Kev Choice on stage at Hiero Day in Frank Ogawa Plaza, Oakland, Sept. 4, 2023. (Eric Arnold/KQED)

“Because of severe lack of staffing, backlogs and city bureaucracy, the money hasn’t been administered to [Oakland Art and Soul Festival] and 42 other organizations from the last cycle,” he said. “It’s frustrating for everyone involved.”

For Choice, the cancellation reflects a larger systemic issue that requires creative, cross-departmental solutions to address.

“We need to create more community partnerships, sponsorships, outside funding. Oakland is in an extreme budget deficit and can’t support things they used to support. We have to get super creative about promoting and establishing arts and culture in the city, and the city doesn’t have the capacity to do it like they once did,” Choice said.

Choice notes that, increasingly, Oakland events have had to downsize to survive the current fiscal reality.

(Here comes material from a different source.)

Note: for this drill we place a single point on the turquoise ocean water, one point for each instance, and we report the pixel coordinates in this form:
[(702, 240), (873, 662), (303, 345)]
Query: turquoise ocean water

The Oakland Art and Soul Festival, in particular, has been impacted by change in the city’s revenue sources, including reduced funds from the Transient Occupancy Tax. The city’s financial support for the festival decreased drastically after the pandemic, when it became a one-day festival and had its budget slashed from $120,000 to $20,000, Choice said. While the $20,000 had been approved, its delay presented an obstacle for this year’s event to happen in a timely fashion.

Currently, Oakland faces a projected $129 million deficit. Later this week, Mayor Sheng Thao is expected to announce more cuts when she unveils the budget for the 2025-2027 fiscal year.

Choice, meanwhile, laments the loss of community that comes with the cancellation of Art & Soul.

“Some of our other local festivals are more neighborhood-based. But this is something where you’d see everyone you haven’t seen all year in one place — your old classmates, cousins, friends. It’s like a family reunion vibe,” he said.